A String of Burglaries Targeting Security Vulnerabilities Have Stripped a Cologne Museum of Objects Worth Millions

Most recently, thieves entered through a poorly repaired window to take nine pieces of valuable Chinese porcelain.

A Chinese porcelain bowl is seen in a screenshot from a list of stolen items provided by the museum. Photo courtesy of Cologne’s Museum of East Asian Art

Nine items made from imperial Chinese porcelain believed to be worth millions were stolen from a museum in Cologne, Germany, in a brazen art heist carried out, per the museum “with great effort and violence.” It is the latest in a spree of troubling incidents on which the museum is hoping to crack down.

Shao-Lan Hertel, the scientific director of Cologne’s Museum of East Asian Art, revealed the theft in a statement on the institution’s website and provided a full listing of the stolen items. Further details, such as their value, were not provided for insurance-related reasons.

The suspects, who still not have been identified, broke into the museum on the night of September 12 and stole nine Chinese porcelain objects dating from the 16th to 19th centuries. Security workers immediately notified police and nobody was injured.

“The staff members of the Museum for East Asian Art are shocked and deeply consternated by the burglary. More than financial and material damage, the museum mourns a loss of intangible nature,” Hertel said in the statement.

Two of the nine stolen items of Chinese porcelain are seen in a screenshot from a list provided by the museum. Photo courtesy of Cologne’s Museum of East Asian Art

Hertel said most of the stolen objects were acquired by the museum founders Adolf and Frieda Fischer in China between 1906 and 1911, documenting the acquisitions in detail in their purchase diary. Another item was a Ming-dynasty yellow-glazed dish, which was gifted to the museum in 2015.

The museum has faced security vulnerabilities this year and a crime spree it has been trying to address, Hertel noted.

A failed burglary was foiled by an alarm in January and followed by another in June in which the burglars broke a window at the museum.

The museum “massively heightened” its security systems, Hertel said. Further details about the increased measures were not provided.
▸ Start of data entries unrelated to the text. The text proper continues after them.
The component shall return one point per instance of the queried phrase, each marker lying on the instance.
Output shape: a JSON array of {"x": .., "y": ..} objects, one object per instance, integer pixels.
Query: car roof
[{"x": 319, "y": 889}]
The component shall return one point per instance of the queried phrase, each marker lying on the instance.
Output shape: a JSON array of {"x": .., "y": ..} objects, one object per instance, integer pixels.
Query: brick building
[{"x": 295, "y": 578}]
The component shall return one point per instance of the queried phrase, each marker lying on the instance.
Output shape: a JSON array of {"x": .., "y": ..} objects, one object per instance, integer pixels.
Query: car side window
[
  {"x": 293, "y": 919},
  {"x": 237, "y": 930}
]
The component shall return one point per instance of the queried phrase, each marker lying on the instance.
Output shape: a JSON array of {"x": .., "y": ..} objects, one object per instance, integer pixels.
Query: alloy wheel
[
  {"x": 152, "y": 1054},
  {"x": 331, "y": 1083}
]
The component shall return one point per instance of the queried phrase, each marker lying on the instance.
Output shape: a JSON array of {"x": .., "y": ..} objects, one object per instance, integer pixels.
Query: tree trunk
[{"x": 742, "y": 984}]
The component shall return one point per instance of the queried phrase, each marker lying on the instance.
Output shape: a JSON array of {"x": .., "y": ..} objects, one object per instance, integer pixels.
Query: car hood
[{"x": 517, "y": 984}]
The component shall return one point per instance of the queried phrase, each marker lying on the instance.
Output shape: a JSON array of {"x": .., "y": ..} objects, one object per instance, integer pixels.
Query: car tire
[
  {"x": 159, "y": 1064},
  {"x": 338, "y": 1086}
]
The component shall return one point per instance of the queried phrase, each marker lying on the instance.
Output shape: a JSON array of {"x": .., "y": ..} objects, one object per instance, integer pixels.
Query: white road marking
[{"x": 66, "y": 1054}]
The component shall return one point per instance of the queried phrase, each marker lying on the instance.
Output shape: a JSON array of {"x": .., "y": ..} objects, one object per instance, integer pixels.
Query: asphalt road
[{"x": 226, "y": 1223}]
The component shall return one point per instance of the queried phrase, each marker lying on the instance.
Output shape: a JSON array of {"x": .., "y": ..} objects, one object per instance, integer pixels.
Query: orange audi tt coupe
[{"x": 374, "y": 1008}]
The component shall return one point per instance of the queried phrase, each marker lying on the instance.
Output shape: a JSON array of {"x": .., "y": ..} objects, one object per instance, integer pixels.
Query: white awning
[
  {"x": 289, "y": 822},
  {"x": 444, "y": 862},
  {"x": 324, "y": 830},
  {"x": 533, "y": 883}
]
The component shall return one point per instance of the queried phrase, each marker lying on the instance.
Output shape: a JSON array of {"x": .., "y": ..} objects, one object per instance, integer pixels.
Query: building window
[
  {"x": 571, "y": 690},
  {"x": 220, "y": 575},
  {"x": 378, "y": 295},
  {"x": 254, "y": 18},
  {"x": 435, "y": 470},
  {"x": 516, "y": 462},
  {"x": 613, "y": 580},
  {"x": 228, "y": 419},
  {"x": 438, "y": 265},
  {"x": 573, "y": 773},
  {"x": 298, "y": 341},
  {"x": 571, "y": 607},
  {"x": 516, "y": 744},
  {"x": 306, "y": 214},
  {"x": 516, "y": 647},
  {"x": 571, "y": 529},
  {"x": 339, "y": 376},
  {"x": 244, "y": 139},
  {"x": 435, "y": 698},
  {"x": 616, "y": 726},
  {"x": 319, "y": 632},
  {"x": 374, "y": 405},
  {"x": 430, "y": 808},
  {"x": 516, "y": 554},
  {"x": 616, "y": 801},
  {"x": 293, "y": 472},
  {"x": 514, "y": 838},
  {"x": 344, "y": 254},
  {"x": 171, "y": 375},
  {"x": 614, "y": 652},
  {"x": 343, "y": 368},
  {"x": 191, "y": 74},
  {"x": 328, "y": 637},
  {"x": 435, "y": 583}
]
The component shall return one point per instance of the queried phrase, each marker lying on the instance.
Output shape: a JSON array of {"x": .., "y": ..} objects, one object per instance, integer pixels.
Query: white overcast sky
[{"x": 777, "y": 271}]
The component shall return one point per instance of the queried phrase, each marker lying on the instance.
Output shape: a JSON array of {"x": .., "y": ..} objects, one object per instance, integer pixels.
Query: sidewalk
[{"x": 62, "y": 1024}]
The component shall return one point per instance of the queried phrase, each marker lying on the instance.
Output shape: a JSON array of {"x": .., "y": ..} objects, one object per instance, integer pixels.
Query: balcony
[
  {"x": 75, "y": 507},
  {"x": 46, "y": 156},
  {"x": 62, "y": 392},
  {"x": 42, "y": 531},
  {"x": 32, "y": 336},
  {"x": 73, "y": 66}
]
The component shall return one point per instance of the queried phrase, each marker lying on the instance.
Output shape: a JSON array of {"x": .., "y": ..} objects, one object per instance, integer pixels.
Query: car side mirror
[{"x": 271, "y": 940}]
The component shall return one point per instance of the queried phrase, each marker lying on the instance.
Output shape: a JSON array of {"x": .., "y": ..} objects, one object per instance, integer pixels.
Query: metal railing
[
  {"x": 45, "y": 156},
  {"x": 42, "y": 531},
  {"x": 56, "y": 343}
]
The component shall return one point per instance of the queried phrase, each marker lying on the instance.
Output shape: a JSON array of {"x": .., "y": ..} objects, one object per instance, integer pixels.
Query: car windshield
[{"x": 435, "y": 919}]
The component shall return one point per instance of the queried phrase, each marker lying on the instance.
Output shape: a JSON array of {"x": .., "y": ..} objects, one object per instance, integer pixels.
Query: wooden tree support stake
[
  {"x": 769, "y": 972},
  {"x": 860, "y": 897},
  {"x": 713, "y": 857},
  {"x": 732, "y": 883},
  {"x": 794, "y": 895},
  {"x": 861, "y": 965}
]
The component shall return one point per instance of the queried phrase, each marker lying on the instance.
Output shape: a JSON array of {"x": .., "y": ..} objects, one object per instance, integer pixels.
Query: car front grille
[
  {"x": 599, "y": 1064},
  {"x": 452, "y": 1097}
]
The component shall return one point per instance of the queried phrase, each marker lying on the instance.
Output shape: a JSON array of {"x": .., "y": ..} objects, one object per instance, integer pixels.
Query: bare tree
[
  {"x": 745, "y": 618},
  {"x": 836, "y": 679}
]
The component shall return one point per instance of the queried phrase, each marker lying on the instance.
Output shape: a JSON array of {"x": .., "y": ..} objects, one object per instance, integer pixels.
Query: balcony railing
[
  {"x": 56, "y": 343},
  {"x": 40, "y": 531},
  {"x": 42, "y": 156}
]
However, German public broadcaster WDR reported the window was only repaired with a wooden panel—which is how the burglars entered in the recent heist.

The only major lead in the case came from the statement of a lone security guard who said possibly two men were involved in the break-in, one of whom was wearing a backpack like a delivery driver.

The security measures were decided in consultation with local police and the Department for Art and Culture of the City of Cologne. The museum is collaborating with authorities in planning how security can be further expanded and the case has been registered with Interpol.

“The international dimension of the investigation corresponds to the cultural significance and financial value of the stolen property,” Hertel said. “The objects are very well documented and therefore clearly identifiable, and so it is hoped that they will eventually find their way back into the museum collection.”